Help Center > > User Guide> MRS Cluster Component Operation Guide> Using HBase> Using HIndex> Introduction to HIndex

Introduction to HIndex

Updated at: Apr 28, 2020 GMT+08:00

Scenario

HBase is a distributed storage database based on key-value. Data in tables is sorted by dictionary based on rowkeys. If you query data by specifying rowkey or scan data in a specific rowkey range, HBase can quickly locate data to be read. In most cases, you need to query data whose column value is XXX. HBase provides the filter function to enable you to query data with specific column values. All data is scanned in the sequence of RowKey and data is matched with a specific column value until the required data is found. The filter function will scan some unnecessary data to obtain the required data. As a result, the filter function cannot meet the requirements for high-performance, frequent queries.

HBase HIndex is designed to address these issues. HBase HIndex provides HBase with the capability of indexing based on specific column values, making query faster, as shown in Figure 1.

Figure 1 HBase HIndex
  • Index data does not support a rolling upgrade.
  • Composite index: You must add or delete all columns that participate in composite indexes. Otherwise, data may be inconsistent.
  • You should not explicitly configure any split policy to a data table where an index has been created.
  • The mutation operation is not supported, such as, increment and append.
  • Index on columns having maxVersions > 1 is not supported
  • The value size of a column for which an index is added cannot exceed 32 KB.
  • When the user data is deleted because TTL of the column family is invalid, the corresponding index data will not be deleted immediately. The index data will be deleted during major compaction.
  • After an index is created, the TTL of the user column family must not be changed.
    • If the TTL of the column family is changed to a larger value after the index is created, delete the index and create one again. Otherwise, some generated index data may be deleted before the deletion of user data.
    • If the TTL of the column family is changed to a smaller value after an index is created, the index may be deleted after the deletion of user data.
  • After disaster recovery is enabled for HBase tables, a secondary index is created in the active cluster and index table changes are not automatically synchronized to the standby cluster.

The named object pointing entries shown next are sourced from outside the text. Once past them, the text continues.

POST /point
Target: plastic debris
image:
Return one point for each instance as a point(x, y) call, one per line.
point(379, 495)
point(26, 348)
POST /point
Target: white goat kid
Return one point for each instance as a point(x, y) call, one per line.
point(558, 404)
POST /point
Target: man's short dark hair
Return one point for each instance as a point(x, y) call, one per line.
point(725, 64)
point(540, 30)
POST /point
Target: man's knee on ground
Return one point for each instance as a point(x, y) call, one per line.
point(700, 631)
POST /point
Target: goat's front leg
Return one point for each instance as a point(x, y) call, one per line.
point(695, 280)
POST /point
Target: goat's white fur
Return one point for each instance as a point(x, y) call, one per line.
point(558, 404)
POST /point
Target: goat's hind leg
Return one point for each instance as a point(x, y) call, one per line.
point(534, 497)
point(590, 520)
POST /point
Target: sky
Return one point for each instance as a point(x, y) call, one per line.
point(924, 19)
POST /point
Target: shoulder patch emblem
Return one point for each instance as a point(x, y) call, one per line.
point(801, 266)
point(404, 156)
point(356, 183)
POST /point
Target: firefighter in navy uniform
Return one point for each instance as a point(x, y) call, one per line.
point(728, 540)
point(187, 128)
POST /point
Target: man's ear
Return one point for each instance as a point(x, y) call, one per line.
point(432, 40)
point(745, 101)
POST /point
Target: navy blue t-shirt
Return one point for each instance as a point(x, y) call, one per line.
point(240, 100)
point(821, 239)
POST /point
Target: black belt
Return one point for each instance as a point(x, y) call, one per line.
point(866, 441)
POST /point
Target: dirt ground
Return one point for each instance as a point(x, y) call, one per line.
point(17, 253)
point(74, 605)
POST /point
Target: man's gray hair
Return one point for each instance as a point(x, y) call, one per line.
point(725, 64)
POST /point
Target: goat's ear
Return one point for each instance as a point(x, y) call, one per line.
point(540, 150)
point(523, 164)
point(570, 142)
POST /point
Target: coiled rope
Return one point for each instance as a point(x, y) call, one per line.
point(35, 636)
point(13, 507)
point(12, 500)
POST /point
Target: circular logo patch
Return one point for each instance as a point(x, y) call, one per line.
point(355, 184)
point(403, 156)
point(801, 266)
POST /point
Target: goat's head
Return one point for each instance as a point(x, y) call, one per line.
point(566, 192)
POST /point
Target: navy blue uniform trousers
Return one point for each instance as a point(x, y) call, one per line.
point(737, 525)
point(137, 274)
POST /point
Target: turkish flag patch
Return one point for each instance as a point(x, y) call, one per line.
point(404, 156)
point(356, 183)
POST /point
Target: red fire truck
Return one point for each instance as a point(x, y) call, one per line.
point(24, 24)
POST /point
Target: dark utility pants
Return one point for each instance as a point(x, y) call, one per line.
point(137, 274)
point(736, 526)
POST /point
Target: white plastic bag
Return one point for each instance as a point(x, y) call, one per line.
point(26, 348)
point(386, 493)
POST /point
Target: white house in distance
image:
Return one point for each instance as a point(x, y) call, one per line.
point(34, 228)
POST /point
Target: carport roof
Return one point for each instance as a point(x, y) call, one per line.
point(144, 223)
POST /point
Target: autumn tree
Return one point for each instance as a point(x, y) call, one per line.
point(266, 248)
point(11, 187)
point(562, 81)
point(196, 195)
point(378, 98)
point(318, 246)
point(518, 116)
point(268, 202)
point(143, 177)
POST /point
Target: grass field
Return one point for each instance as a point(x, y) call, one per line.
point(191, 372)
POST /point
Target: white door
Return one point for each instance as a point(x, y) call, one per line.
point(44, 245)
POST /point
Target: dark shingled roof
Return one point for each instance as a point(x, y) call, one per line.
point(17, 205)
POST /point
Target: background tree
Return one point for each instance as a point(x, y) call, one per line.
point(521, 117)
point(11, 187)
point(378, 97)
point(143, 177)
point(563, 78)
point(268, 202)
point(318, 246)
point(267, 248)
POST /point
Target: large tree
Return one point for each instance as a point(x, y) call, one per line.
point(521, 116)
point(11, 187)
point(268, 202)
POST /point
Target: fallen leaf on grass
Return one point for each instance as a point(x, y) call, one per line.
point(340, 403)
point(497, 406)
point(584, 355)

To implement disaster recovery in this case, perform the following operations:
    1. After the secondary index is created in the active table, create a secondary index with the same schema and name using the same method in the standby cluster.
    2. In the active cluster, manually set REPLICATION_SCOPE of the index column family (default value: d) to 1.

Parameter settings

  1. On the MRS cluster details page, click Components.

    For MRS 1.8.10 or earlier, log in to MRS Manager. For details, see Accessing MRS Manager. Then, choose Services.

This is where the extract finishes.